Chennai Palani Mars Movie Review: An outlandish travelogue that quickly runs out of fuel

This story, written on the basis of Hindu mythology, is one that needed a far better filmmaking style than the one employed
Rating:(2 / 5)

The last time Vijay Sethupathi wrote a film was also the first time he ventured into production, with Orange Mittai. He is probably the busiest actor in the industry currently, and I was pleasantly surprised to learn, via the opening credits, that Vijay Sethupathi had not only co-produced, but also co-written Chennai Palani Mars. What's even more surprising is the subject at hand. Chennai Palani Mars, for all its faults, is one of the most outlandish films that has been written, shot and presented to the Tamil cinema audience in quite some time.

It is not just because it looks, sounds and behaves like a stoner film. It's also because it talks about humanism and existentialism, something that Sethupathi had first explored in Orange Mittai. First up, the names that these characters are given. Aakash (Praveen Raja) is a guy whose aspiration is to go to Mars through mind waves, because Ravana had done so with Pushpaka Vimana, back in the day. He keeps expanding his mind with drug usage to a point where he feels that he has understood space travel. However, unlike the vast sky, which is a protection from all things harmful, Aakash is the progenitor of negativity, so much so that you could well call him a bully. One character likens his nature and his behaviour to that of Russel Crowe's in A Beautiful Mind, which is again a story about a man who, while trying to save the vast world, becomes entrapped in his own mind. There is another character called Thiruparkadal Kannan (Vasant Marimuthu), who is named after a god supposedly present at the end of the road to salvation. Here, Kannan is a policeman, who provides an escape into (purported) peace for the ones who are stuck with the sins of the world. Yet, he is not who he appears to be.

Cast: Praveen Raja, Rajesh Giriprasad, Vasant Marimuthu, A Ravikumar, Paari Elavazhagan
Director: Biju

It is quite interesting that none of the film's characters are people you want to root for. Chennai Palani Mars is a film full of dark characters, who might have the lightest of white shades to them. Yet, it is through their stories, and backstories told in spurts, that we begin to piece together a world that has been crueler to them than the other way round. They are the outliers, who have either been completely subjugated by society or whom the society has boycotted. They have been bullied, leered at, told to follow the rules, and at one point, they just couldn't take it anymore. You want to feel sorry for them. For their story.

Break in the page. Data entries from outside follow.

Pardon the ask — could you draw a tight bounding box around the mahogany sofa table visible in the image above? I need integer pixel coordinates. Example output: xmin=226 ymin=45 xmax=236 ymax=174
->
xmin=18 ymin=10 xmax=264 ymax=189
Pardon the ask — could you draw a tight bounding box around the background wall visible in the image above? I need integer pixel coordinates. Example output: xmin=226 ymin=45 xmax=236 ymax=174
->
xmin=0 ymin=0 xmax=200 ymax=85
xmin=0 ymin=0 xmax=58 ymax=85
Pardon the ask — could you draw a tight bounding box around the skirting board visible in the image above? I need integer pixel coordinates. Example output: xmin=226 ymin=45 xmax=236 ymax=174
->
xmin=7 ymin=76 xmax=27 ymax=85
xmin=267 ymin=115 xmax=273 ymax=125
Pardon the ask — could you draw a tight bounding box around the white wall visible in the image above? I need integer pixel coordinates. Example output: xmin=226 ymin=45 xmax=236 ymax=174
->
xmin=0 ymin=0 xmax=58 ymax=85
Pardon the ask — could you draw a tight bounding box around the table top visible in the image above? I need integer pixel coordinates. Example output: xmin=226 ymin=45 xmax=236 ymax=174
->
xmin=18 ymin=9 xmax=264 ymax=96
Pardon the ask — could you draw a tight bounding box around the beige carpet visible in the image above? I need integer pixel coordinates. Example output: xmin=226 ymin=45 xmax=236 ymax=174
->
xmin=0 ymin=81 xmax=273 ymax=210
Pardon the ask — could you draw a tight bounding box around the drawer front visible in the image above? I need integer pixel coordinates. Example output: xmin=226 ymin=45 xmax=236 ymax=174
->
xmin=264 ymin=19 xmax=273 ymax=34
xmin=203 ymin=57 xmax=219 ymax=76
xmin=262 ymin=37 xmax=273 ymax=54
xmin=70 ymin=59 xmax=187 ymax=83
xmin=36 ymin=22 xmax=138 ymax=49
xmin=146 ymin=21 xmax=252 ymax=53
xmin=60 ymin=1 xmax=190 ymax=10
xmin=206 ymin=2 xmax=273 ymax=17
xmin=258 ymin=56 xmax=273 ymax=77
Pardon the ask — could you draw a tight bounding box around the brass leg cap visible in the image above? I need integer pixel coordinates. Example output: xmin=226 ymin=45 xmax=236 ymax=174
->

However, this story, written with a firm basis on Hindu mythology — clues to which are splattered throughout the film, either in the form of texts (there is a book called In the Light of the Vedas) or songs sung by Aandava Perumal (a scene-stealing Rajesh Giriprasad) — is one that needed a far better filmmaking style than the one employed. The cinematography and the music try their best to keep this travelogue of Aakash and Aandava Perumal interesting, but the screenplay, pacing, dialogues are all awry.

Take, for example, Paari Elavazhagan's Karthik Krishnamurthy. Here's a man who wants to commit suicide. But to treat his world-weariness as just material for laughter, in a film that tries its best to keep mental health front and centre, is quite sad. There is also a lot of dead air in and between the scenes, which makes the two-hour runtime feel longer than it should.

Towards the end, when the film does end with a solution, the story of Icarus, narrated by Aakash, comes to mind. While Icarus lost his wings due to flying too close to the sun, Chennai Palani Mars, for all its ambition, doesn't even achieve lift-off.